Rating actions during the crisis. Rating agencies lowered the credit ratings on $1. 9 trillion in mortgage backed securities from Q3 2007 to Q2 2008, another indicator that their initial ratings were not accurate. This spots more compression on financial institutions to decreased the cost of their MBS. In turn, this shall need these institutions to acquire more capital, to maintain capital ratios.



If this involves the sale of new shares of stock, the cost of existing shares is reduced. In other words, ratings downgrades compression MBS and stock prices lower. As of July 2008, Standard and amp; Poor's S and amp;P had downgraded 902 tranches of USA residential mortgage backed securities RMBS and CDOs of asset-backed securities ABS that had been originally rated triple-A out of a total of 4,083 tranches originally rated triple-A; 466 of those downgrades of triple-A securities were to speculative grade ratings. S and amp;P had downgraded a total of 16,381 tranches of USA RMBS and CDOs of ABS from all ratings categories out of 31,935 tranches originally rated, over 1/2 of all RMBS and CDOs of ABS originally rated by S and amp;P. Since sure categories of institutional investors are allowed to only carry investment-grade e.



, BBB and better assets, there is an increased risk of forced asset sales, which should cause distant devaluation. The financial crisis of 2007-08 has taught us that the confidence regarding the financial market, once shattered, can not be quickly restored. In an interconnected world, an apparent liquidity crisis can very quickly turn into a solvency crisis for financial institutions, a balance of payment crisis for sovereign countries and a full-blown crisis of confidence for the entire world. But the silver lining is that, subsequent to every crisis within the past, markets have return out tough to forge new beginnings. The challenge together with the CDO market, and a good chunk regarding the financial crisis, is that the participants took complex, highly volatile, highly risky and highly leveraged assets and passed a magic stick over them to turn them into AAA.



Unfortunately, this process did nothing to remove the volatility, risk, complexity or leverage.
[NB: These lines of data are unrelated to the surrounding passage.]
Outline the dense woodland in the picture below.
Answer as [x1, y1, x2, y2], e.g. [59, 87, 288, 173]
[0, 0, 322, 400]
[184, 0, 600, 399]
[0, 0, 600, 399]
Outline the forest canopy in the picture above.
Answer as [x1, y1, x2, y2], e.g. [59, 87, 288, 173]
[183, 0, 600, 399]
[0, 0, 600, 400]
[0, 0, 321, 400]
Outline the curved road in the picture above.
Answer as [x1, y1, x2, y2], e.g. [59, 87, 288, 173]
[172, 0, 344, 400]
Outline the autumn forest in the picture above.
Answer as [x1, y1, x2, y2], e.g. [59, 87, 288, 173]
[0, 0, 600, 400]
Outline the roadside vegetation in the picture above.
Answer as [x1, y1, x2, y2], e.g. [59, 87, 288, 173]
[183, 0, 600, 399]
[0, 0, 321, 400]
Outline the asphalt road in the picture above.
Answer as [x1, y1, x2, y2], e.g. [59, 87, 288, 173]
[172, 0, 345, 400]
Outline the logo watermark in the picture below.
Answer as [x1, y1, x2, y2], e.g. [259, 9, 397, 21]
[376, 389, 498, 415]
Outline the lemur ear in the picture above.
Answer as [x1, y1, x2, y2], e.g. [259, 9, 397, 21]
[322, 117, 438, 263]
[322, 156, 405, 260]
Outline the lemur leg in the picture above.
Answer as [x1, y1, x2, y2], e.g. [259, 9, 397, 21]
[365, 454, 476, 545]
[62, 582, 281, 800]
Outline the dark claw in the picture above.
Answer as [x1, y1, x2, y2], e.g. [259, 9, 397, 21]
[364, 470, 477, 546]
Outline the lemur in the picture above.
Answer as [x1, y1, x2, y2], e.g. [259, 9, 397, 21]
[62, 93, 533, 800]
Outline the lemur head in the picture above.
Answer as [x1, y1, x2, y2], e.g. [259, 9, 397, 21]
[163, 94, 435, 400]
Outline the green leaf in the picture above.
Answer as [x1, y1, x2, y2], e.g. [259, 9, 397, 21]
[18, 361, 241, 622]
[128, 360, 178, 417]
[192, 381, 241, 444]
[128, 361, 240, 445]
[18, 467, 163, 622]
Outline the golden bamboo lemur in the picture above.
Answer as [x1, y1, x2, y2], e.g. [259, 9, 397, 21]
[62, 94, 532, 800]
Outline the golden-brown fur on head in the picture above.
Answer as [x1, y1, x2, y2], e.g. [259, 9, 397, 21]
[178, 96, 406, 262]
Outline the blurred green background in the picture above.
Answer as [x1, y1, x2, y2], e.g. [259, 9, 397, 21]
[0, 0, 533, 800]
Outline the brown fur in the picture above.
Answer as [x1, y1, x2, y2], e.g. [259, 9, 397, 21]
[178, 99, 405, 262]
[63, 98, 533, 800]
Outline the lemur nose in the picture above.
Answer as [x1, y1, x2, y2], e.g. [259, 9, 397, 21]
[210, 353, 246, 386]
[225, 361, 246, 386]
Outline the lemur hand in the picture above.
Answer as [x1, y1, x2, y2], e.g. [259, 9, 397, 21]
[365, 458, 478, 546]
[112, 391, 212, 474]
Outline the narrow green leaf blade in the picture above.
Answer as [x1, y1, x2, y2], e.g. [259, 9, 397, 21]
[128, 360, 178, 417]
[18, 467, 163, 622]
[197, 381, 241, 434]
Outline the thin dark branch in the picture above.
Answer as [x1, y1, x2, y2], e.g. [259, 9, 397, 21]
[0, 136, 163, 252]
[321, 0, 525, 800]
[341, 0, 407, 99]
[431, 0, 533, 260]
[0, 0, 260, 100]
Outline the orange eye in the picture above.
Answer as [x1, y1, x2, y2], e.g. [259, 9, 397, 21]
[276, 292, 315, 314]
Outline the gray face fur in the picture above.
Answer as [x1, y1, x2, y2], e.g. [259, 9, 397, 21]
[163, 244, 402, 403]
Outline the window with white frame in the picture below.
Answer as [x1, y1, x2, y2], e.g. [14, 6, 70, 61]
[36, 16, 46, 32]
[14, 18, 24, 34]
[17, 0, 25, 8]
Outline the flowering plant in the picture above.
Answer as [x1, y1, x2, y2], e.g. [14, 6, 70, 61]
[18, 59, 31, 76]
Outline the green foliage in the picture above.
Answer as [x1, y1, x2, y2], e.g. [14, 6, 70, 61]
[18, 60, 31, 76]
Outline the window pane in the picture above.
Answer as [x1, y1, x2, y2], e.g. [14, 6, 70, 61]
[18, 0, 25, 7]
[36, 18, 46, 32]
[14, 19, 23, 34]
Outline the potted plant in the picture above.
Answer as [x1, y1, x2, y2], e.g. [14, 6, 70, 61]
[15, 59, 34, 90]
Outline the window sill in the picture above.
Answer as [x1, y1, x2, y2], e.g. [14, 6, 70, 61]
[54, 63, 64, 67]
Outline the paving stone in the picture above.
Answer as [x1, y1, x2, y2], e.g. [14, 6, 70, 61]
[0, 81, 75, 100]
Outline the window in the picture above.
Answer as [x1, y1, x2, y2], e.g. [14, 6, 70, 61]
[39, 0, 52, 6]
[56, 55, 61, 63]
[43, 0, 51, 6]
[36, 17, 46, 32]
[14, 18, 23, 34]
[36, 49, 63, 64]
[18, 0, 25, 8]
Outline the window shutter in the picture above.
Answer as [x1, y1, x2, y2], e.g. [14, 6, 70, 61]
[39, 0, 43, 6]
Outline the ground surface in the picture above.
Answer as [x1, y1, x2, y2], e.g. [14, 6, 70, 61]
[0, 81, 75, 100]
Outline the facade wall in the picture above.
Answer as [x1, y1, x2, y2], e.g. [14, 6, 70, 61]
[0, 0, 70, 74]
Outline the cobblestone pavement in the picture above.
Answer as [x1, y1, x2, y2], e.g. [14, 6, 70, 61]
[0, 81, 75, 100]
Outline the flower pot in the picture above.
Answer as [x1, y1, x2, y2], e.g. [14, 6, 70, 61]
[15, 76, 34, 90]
The essence regarding the issue is that these AAAs that blew up and went to zero and this is no exaggeration, many former AAA-rated CDOS are utterly worthless were hopelessly badly drafted and or or fraudulently sold. The rating agencies should have known that this degree of complexity and an AAA rating were fundamentally incompatible, but they were financially incented to ignore it they got paid many more money for rating CDOs. The investors and insurers should have known it too. The biggest responsibility lies together with the sellers and the creators regarding the bonds they were selling something that was supposed to be super safe but turned out to be worthless and they knew this to be the case, one method or the other.



In one sentence I can speak that financial crisis of 2008 was definitely a Triple-A crisis.